Measured by the change in the Índice de Precios al Consumidor (IPC) in March 2022 relative to March 2021 indicate this inflation rate (1.9%) is the highest known since October 1993. Bread and meat prices increased as well as those of food in general. Cooking oil prices have risen, with a particular brands a Santiago supermarket experiencing a 90% price increase from April 2021 to April 2022. Prices of food and in particular meat are deemed by the Food and Agriculture Organization to have risen as consequence of the 2022 Russian invasion of Ukraine. The item "education" of the IPC also rose significantly (6.6%). Minister of Finance Mario Marcel has argued against laws that would permit further pension fund withawals, claiming these withdrawals will lead to further inflation. By April 2022 the annual inflation rate was of 9,4%, the highest in 13 years. This was higher than similar figures for Colombia (8.53) and Mexico (7.45) but lower than Brazil (11.30). Scholar Jorge Berríos of the University of Chile estimates that a third of the recent inflation in Chile has internal causes, primarily deriving from COVID-19-related economic aid and pension fund withdrawals. The notion that pension fund withdrawals would be contributing significantly to inflation has been questioned by scholar Jaime Casassus of the Pontifical Catholic University of Chile who instead stresses the international aspect of the inflation. The inflation in food prices has been associated with an increasing number of supermarket credit card issued in 2022 as well as increasing rates of supermarket credit card debt default.

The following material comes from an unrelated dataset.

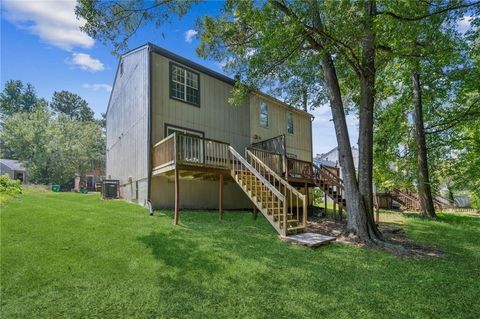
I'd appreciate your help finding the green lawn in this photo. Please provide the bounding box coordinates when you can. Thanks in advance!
[0,189,480,318]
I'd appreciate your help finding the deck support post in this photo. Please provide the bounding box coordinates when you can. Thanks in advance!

In April 2022, President Gabriel Boric announced a $3.7 billion economic recovery plan that included an increase in the minimum wage to help people deal with rising prices.

The poll Data Influye posits there is a dominant view among Chileans that inflation is the main issue that may weaken Boric's government.

== Bibliography ==
- Salazar, Gabriel; Pinto, Julio (2002). Historia contemporánea de Chile III. La economía: mercados empresarios y trabajadores. LOM Ediciones. ISBN 956-282-172-2.
- Villalobos, Sergio; Silva, Osvaldo; Silva, Fernando; Estelle, Patricio (1974). Historia De Chile (14th ed.). Editorial Universitaria. ISBN 956-11-1163-2.